A precondition for good accuracy with minié bullets are properly dimensioned bullets that fit the barrel. Many .58 calibre bullet moulds have a .575" diameter, while the bore diameter of many muskets is .580 or more. Bullet moulds also have a tendency to cast smaller bullets than specified on the mould. Be aware that muskets that have progressive depth rifling may shoot better with under dimensioned bullets compared to muskets with ordinary rifling.

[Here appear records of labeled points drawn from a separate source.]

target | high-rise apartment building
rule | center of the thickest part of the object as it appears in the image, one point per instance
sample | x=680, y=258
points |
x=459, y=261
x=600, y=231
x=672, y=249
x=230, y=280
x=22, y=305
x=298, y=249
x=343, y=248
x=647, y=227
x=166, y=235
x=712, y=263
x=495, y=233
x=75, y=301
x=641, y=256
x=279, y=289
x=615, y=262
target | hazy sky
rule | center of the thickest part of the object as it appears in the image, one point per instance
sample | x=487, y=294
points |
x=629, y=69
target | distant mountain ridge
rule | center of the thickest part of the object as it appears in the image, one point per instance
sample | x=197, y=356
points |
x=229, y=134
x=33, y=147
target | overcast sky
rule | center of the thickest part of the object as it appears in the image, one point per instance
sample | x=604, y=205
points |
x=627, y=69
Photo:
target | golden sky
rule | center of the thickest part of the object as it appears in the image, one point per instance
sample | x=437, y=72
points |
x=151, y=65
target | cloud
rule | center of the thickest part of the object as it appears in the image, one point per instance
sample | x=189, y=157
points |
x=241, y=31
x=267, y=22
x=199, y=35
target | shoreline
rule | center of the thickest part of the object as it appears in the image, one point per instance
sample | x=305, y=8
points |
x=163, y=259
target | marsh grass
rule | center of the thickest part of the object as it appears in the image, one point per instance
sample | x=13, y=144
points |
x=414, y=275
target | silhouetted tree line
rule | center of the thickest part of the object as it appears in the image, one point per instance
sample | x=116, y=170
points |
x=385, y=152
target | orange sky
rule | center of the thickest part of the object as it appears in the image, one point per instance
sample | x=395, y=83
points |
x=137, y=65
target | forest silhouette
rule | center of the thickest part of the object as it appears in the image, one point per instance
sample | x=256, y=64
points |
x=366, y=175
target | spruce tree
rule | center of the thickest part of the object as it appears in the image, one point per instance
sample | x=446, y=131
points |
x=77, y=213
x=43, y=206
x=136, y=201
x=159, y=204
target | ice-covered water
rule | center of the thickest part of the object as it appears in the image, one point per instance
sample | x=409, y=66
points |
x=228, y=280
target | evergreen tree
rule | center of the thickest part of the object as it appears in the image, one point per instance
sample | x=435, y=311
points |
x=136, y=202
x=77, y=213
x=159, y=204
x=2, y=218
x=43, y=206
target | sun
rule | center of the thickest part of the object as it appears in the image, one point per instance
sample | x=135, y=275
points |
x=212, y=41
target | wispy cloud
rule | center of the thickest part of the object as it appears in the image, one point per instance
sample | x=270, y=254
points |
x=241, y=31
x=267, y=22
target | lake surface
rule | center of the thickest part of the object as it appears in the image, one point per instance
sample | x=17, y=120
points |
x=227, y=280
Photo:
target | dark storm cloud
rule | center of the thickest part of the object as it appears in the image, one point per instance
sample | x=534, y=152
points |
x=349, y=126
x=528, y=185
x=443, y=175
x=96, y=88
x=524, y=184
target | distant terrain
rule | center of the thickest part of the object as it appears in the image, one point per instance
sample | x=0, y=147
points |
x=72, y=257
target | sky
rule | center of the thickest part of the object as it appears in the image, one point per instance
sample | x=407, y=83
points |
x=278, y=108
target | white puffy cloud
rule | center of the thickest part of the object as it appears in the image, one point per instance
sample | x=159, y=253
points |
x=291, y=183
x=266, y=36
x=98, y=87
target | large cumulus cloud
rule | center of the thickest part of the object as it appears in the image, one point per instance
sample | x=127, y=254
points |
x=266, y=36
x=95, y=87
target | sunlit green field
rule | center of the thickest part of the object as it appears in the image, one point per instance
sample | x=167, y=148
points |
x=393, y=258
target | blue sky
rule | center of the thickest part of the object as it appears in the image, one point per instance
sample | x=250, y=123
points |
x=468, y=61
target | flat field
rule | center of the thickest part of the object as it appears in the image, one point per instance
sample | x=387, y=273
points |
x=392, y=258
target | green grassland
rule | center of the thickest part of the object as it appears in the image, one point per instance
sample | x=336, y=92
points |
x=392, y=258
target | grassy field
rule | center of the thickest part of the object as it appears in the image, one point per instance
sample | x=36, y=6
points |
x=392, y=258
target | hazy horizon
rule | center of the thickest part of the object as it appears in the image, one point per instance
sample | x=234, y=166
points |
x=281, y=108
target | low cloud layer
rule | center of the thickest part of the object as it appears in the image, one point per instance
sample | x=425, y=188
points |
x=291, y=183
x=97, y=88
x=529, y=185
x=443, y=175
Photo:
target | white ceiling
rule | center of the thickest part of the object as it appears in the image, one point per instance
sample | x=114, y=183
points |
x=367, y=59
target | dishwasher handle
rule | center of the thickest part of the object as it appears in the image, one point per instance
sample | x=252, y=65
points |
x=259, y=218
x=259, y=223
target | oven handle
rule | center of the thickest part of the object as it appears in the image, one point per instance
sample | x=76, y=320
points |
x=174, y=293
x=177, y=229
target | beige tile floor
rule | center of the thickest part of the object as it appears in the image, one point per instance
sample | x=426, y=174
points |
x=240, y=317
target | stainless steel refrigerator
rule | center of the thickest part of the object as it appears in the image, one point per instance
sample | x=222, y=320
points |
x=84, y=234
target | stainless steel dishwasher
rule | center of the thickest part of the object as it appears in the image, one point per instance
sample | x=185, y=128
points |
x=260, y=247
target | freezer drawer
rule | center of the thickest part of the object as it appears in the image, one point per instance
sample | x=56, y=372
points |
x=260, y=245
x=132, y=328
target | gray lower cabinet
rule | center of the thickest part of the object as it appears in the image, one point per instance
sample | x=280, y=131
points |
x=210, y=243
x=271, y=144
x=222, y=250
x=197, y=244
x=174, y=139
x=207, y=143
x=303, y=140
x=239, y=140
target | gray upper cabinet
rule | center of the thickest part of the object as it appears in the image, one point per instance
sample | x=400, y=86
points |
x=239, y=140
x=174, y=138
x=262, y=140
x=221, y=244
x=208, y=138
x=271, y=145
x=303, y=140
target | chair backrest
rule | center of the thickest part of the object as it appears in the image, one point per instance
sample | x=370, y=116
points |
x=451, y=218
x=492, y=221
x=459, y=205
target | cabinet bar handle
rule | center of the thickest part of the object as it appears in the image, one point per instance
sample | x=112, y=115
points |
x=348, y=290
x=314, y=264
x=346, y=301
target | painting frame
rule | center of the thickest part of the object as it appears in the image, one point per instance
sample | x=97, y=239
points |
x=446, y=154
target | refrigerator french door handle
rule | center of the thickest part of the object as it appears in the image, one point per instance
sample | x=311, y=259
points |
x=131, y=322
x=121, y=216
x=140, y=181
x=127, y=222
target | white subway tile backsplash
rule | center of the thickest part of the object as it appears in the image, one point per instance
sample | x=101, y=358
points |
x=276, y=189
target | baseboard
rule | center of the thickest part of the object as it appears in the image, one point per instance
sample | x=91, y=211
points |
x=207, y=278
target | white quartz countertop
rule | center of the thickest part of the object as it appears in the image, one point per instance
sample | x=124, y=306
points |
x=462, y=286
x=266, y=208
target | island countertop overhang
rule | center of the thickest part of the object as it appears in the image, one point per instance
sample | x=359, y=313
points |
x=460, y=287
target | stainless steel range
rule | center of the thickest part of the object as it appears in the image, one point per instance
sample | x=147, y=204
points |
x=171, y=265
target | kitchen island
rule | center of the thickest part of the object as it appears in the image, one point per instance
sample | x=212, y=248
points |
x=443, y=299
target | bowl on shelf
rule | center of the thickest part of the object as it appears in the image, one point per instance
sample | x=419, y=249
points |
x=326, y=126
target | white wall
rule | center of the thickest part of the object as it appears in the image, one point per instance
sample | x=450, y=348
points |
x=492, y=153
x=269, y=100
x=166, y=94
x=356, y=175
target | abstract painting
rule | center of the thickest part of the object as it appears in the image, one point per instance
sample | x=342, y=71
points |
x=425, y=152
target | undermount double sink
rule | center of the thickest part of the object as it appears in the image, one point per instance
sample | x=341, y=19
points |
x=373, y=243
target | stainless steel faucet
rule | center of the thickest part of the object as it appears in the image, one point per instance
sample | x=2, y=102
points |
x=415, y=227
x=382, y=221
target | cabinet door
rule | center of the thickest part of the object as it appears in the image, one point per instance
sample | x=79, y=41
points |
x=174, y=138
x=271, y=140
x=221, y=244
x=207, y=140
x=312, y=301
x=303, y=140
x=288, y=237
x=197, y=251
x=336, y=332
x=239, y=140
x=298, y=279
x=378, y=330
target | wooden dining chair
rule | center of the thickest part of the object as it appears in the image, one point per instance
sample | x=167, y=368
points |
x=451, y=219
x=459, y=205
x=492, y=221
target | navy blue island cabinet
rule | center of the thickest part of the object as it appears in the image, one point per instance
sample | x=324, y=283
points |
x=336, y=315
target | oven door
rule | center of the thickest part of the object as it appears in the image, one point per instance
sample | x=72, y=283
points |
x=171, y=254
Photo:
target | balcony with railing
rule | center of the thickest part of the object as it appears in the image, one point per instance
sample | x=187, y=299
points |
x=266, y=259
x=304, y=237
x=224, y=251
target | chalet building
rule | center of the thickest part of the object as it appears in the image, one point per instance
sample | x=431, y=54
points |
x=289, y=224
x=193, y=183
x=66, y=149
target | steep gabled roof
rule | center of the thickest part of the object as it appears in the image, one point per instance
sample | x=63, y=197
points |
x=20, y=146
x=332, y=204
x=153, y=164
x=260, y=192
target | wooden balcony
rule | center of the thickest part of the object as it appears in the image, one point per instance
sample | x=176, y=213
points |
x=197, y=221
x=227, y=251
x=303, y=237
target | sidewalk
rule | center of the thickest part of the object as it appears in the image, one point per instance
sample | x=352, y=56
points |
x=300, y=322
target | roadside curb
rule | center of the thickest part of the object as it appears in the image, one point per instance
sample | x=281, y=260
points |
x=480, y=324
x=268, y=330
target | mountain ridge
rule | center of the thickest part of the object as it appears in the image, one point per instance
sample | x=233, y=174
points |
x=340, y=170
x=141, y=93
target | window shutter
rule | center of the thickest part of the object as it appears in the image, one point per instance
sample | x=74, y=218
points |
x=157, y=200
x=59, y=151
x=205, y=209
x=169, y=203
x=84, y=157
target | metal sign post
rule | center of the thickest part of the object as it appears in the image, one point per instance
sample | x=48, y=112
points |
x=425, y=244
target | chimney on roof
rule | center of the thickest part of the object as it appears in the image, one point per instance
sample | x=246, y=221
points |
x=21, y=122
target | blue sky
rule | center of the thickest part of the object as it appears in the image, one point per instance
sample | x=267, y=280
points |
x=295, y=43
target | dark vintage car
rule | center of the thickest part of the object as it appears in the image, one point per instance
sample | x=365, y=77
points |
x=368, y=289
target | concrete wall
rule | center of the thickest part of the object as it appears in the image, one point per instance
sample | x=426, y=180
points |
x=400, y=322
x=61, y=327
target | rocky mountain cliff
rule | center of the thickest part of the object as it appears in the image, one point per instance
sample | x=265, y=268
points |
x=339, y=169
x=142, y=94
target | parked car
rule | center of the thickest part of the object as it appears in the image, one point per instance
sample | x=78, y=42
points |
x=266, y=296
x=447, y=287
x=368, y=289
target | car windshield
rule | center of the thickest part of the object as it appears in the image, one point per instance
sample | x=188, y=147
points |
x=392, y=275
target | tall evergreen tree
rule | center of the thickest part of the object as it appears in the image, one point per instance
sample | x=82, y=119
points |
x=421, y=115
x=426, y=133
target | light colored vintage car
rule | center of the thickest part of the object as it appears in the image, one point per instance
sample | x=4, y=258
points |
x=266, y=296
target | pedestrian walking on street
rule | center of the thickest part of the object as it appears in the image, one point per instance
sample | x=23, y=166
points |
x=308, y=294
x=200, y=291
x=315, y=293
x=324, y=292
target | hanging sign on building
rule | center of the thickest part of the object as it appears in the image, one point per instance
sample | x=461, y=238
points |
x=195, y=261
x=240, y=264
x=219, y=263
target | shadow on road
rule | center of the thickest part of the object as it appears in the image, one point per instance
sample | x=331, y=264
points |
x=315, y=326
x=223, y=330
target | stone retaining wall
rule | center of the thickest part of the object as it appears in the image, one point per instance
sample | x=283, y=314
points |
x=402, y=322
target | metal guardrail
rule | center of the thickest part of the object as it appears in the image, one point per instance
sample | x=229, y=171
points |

Cut away view of minié ball
You don't have to have custom bullet moulds made to fit your musket. If you have an undersize bullet mould they can be enlarged quite easily. You don't need sophisticated tools either. Note that the following applies to steel and brass moulds. I'm uncertain whether it is possible to enlarge an aluminium mould. You need the following equipment to enlarge a mould:
- A hand drill
- Fine grit valve grinding compound
- Brass or steel wood screws
- A file
- 4-5 perfect minié balls cast from the mould you are going to enlarge
- A vernier calliper or micrometer
Find out more!
You can learn more about bullet moulds and bullet casting in the brand new book From Musket to Metallic Cartridge: A Practical History of Black Powder Firearms.
Before you start
There are basically two ways to find out whether your bullet has correct diameter: with or without micrometer/calliper. I recommend using the micrometer/calliper method, but if you don't have any you can use the other method.With a micrometer or vernier calliper
Slug the barrel of the musket that shoots the bullet from the bullet mould you plan to enlarge. When you slug it you must remove the breech plug, which is a job for the advanced. When the breech plug is removed you force an oversize lead slug through the barrel. Force the slug from the breech towards the muzzle. When the slug exits the muzzle it has a perfect print of the rifling. Use your measuring tool to measure the bore diameter (diameter across the flats). Remember, that on a slug the bore diameter is the smallest diameter and the larges diameter is the rifling depth. If your musket is .58 calibre you will probably find that the diameter is about .58". Afterwards you measure the diameter of the bullet you are going to shoot. If the diameter is below .578" in a .580" barrel it may be smart to enlarge the bullet mould slightly.Without micrometer or calliper
Take a perfect cast bullet and insert it into the muzzle of the weapon you are shooting. The weapon should be wiped clean and free of oil. Insert the entire bearing surface of the bullet into the muzzle and wiggle it a bit. Does it feel loose? If it does feel loose you should enlarge it. I really recommend that you use the first method as this is more accurate. With some sort of measuring device it is easier to avoid enlarging the bullet too much.